The basic question is:
What do you actually mean by data stream management?
Let us get an answer to it in this blog.
In layman’s words, the storm of data being processed and represented in real time is called data stream management.
This is done by data in motion.
For example, when booking a ride through your mobile phone, you can get access to its real-time location; the same happens when ordering food online; we can access the live data in motion, step by step, when the food reaches us.
Data stream management is the process of receiving, processing, analyzing, and then streaming the data in real-time. The data is constantly generated and processed at the same time, as in the case of a live CCTV camera.

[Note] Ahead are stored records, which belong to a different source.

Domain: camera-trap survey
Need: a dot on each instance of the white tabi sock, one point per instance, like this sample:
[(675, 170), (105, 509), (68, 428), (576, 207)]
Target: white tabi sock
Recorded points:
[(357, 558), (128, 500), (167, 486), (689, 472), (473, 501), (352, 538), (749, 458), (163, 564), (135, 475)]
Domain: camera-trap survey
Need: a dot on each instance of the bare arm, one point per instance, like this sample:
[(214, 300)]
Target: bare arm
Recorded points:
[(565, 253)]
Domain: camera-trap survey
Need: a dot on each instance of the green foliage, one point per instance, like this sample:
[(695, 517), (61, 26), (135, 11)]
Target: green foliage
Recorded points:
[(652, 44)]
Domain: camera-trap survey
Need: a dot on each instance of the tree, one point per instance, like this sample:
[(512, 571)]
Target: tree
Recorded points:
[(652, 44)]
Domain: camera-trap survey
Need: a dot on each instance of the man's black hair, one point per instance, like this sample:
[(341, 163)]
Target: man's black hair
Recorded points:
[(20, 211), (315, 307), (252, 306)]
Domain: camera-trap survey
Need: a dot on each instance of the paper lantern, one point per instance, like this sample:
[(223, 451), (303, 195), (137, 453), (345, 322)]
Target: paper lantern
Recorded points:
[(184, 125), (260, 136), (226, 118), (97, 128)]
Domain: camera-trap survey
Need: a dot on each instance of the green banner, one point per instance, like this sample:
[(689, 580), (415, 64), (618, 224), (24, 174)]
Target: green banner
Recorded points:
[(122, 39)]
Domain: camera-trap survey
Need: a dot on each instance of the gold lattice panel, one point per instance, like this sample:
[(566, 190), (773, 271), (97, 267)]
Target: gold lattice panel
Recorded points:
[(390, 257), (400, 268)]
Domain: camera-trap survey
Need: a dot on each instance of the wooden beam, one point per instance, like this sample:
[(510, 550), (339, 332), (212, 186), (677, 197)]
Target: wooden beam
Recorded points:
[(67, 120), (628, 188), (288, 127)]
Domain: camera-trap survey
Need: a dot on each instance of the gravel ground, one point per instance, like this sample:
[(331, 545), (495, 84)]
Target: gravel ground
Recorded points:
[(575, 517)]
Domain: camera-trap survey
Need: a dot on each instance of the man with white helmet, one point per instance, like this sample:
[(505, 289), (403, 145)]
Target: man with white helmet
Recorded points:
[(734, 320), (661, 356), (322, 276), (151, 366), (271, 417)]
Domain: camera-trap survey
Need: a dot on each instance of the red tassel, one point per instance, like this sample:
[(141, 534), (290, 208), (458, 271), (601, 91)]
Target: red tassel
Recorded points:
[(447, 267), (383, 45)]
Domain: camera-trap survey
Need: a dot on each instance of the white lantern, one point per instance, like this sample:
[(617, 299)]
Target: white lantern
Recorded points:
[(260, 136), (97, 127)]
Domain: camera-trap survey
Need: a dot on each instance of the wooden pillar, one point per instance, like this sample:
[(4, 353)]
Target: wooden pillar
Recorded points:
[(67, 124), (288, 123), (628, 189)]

This is useful in the case of stock market analysis, live media streaming, live news, geolocation, ride-sharing, live social media, etc. Data stream management is processed through various software programs to process, analyze, and project it. This produces live data in motion in real-time and is a combination of data management and stream processing. In this blog, we will figure out:
The handling of continual and uninterrupted data from various sources in real-time, immediately after the data is created, is called data streaming. It does not allow storage of data, whereas rapid processing, analysis, and projection. This allows immediate action on the data and quick decision-making on the spot. Data streaming is much more valuable in comparison to stock data because it portrays real-time data where the resemblance is uncanny.
The need to process the live stream data is the second and main step of data stream management. The live, continuous, and uninterrupted data is collected from various sources and processed by analyzing its trends and patterns. The live data is combined with the data management system to ensure live and real-time events. The processing of data is completed in the blink of an eye to receive real-time insights and not receive a backlash. Many websites, tools, and software programs are programmed to do the needful. The availability, quality, speed, and other factors of the data are monitored by other helping software’s. The interpretation and visualization of data are completed and made available for the audience in microseconds.
Live data streaming is more advantageous and beneficial in comparison to stored batch data processing. This is because it allows on-time action on the simultaneous data. The legacy of the collection of data for its interpretation and visualization is surpassed by real-time action. In this busy world, there is a need for quick and rapid action on information before it goes viral and becomes trendy. This is done through the use of data stream management.
There is a rise in response to real-time business. The process of analysis and response is quick in action. Any changes in the latest trends are observed on time, and action is taken.
A quick and immediate response to the customer’s doubts and problems increases the engagement of the business and maintains communication with the audience, which leads to positive marketing.
Potential risks, threats, and issues are seen on time, and precautionary motives are taken into account to avoid the foreseen circumstances. This helps to mitigate the effects of any potential threats.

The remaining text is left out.